Soniox
Docs
Shared concepts

Speaker diarization

Learn how to separate speakers in both real-time and asynchronous processing.

Overview

Soniox Speech-to-Text AI supports speaker diarization — the ability to automatically detect and separate speakers in an audio stream. This allows you to generate speaker-labeled transcripts for conversations, meetings, interviews, podcasts, and other multi-speaker scenarios — without any manual labeling or extra metadata.


What is speaker diarization?

Speaker diarization answers the question: Who spoke when?

When enabled, Soniox automatically detects speaker changes and assigns each spoken segment to a speaker label (e.g., Speaker 1, Speaker 2). This lets you structure transcripts into clear, speaker-attributed sections.

Example

Input audio:

How are you? I am fantastic. What about you? Feeling great today. Hey everyone!

Output with diarization enabled:

Speaker 1: How are you?
Speaker 2: I am fantastic. What about you?
Speaker 1: Feeling great today.
Speaker 3: Hey everyone!

How to enable speaker diarization

Enable diarization by setting this parameter in your API request:

{
  "enable_speaker_diarization": true
}

Output format

When speaker diarization is enabled, each token includes a speaker field:

{"text": "How",    "speaker": "1"}
{"text": " are",   "speaker": "1"}
{"text": " you",   "speaker": "1"}
{"text": "?",      "speaker": "1"}
{"text": "I",      "speaker": "2"}
{"text": " am",    "speaker": "2"}
{"text": " fan",   "speaker": "2"}
{"text": "tastic", "speaker": "2"}
{"text": ".",      "speaker": "2"}

You can group tokens by speaker in your application to create readable segments, or display speaker labels directly in your UI.


Real-time considerations

Real-time speaker diarization is more challenging due to low-latency constraints.
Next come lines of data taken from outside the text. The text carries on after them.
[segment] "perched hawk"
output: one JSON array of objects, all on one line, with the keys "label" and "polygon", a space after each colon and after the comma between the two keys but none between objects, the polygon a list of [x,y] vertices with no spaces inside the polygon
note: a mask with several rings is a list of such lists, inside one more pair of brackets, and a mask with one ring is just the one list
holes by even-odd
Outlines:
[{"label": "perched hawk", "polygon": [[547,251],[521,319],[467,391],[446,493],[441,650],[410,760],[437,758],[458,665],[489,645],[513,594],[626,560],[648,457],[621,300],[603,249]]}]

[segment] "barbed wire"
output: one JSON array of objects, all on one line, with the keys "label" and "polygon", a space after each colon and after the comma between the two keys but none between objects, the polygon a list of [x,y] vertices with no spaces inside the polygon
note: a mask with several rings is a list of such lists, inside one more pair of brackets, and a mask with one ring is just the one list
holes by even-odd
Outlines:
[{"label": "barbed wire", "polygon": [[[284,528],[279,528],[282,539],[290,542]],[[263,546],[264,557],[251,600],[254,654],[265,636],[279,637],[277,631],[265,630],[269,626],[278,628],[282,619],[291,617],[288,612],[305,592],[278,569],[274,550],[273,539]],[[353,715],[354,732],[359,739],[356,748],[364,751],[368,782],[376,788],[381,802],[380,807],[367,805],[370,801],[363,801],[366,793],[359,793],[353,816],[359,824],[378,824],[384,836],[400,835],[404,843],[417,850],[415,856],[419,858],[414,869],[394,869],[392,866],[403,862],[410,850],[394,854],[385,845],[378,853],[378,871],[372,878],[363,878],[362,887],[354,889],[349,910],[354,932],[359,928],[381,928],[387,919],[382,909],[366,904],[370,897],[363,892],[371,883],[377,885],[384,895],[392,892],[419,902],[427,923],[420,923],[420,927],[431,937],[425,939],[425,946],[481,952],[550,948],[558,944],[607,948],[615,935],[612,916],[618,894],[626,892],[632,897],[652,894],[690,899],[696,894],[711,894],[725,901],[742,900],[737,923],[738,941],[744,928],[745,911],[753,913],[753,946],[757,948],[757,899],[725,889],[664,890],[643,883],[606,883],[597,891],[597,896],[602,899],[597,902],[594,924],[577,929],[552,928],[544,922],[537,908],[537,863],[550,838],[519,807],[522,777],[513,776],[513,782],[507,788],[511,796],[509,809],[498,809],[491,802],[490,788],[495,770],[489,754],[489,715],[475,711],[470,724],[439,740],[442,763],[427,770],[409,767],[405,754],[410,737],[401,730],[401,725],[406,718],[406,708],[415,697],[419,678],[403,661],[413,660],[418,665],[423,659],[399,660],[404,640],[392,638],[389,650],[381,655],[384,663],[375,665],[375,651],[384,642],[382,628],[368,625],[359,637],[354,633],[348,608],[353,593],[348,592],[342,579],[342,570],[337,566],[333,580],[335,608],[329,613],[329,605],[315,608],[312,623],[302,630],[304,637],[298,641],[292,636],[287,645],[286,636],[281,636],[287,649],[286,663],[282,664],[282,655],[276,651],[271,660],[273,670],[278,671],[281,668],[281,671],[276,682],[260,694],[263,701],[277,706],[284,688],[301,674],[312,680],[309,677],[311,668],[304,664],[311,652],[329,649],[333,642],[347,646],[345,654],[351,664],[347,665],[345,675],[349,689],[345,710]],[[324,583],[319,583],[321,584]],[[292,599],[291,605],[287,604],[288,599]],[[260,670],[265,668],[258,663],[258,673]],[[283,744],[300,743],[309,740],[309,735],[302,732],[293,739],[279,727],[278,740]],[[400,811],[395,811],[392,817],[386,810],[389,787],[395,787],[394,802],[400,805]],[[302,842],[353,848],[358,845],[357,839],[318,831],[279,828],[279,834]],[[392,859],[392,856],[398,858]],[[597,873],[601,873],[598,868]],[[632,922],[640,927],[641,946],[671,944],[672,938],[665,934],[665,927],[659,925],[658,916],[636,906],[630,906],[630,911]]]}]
You may observe:

  • Higher speaker attribution errors compared to async mode.
  • Temporary speaker switches that stabilize as more context is available.

Even with these limitations, real-time diarization is valuable for live meetings, conferences, customer support calls, and conversational AI interfaces.


Number of supported speakers

  • Up to 15 different speakers are supported per transcription session.
  • Accuracy may decrease when many speakers have similar voice characteristics.

Best practice

For the most accurate and reliable speaker separation, use asynchronous transcription — it provides significantly higher diarization accuracy because the model has access to the full audio context. Real-time diarization is best when you need immediate speaker attribution, but expect lower accuracy due to low-latency constraints.


Supported languages

Speaker diarization is available for all supported languages.